There were 115 households, out of which 37.4% had children under the age of 18 living with them, 60.9% were married couples living together, 5.2% had a female householder with no husband present, and 31.3% were non-families. 29.6% of all households were made up of individuals, and 13.9% had someone living alone who was 65 years of age or older. The average household size was 2.47 and the average family size was 3.09.

In the town, the population was spread out, with 29.9% under the age of 18, 5.3% from 18 to 24, 25.7% from 25 to 44, 17.6% from 45 to 64, and 21.5% who were 65 years of age or older. The median age was 38 years. For every 100 females there were 97.2 males. For every 100 females age 18 and over, there were 97.0 males.
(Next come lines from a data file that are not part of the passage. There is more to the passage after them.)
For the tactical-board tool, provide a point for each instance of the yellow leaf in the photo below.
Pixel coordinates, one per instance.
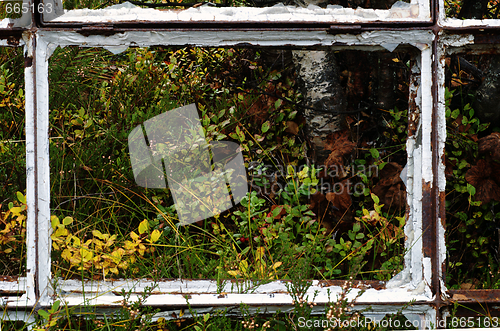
(143, 227)
(155, 236)
(21, 197)
(67, 220)
(54, 221)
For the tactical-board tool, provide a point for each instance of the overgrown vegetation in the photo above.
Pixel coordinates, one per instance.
(339, 220)
(472, 190)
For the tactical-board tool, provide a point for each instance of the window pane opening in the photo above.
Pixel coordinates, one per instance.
(472, 191)
(314, 207)
(13, 164)
(244, 11)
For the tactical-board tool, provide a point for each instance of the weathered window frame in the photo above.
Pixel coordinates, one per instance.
(424, 265)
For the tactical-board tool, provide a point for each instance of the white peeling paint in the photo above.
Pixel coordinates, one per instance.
(38, 218)
(234, 38)
(441, 127)
(410, 287)
(426, 117)
(469, 23)
(126, 12)
(207, 292)
(30, 175)
(455, 41)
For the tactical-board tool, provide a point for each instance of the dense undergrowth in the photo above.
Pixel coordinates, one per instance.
(336, 221)
(102, 221)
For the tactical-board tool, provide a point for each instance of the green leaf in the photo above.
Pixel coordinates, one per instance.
(67, 220)
(277, 211)
(143, 226)
(374, 152)
(265, 126)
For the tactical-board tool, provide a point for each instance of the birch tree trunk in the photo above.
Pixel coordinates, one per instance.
(319, 83)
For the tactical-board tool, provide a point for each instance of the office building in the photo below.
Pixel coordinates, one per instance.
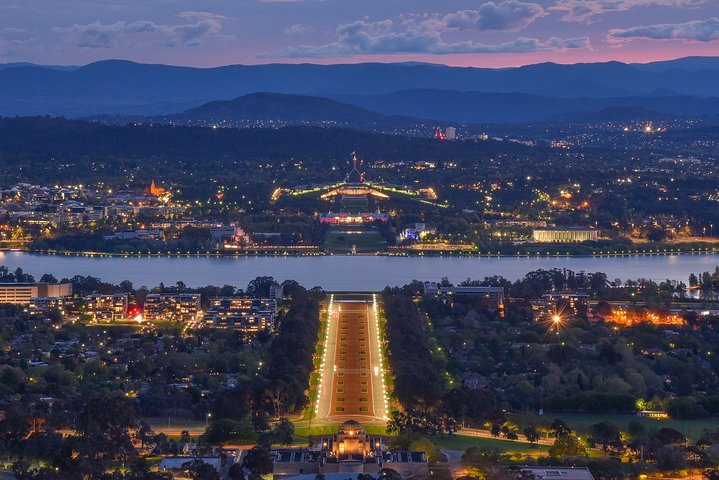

The median income for a household in the town was $30,893, and the median income for a family was $36,429. Males had a median income of $25,833 versus $16,250 for females. The per capita income for the town was $15,403. About 2.4% of families and 6.5% of the population were below the poverty line, including 10.2% of those under the age of eighteen and 4.4% of those 65 or over.

==Government==
Geraldine has a mayor and town council. In November 2025 Kathy L. Bond was elected mayor.

==Education==
Geraldine School District educates students from kindergarten through 12th grade. They are known as the Tigers. Geraldine High School is a Class C school.

Choteau County Library, headquartered in Fort Benton, has a branch in Geraldine.

==Infrastructure==
Geraldine Airport is a public use airport. It is primarily used by agricultural spraying aircraft.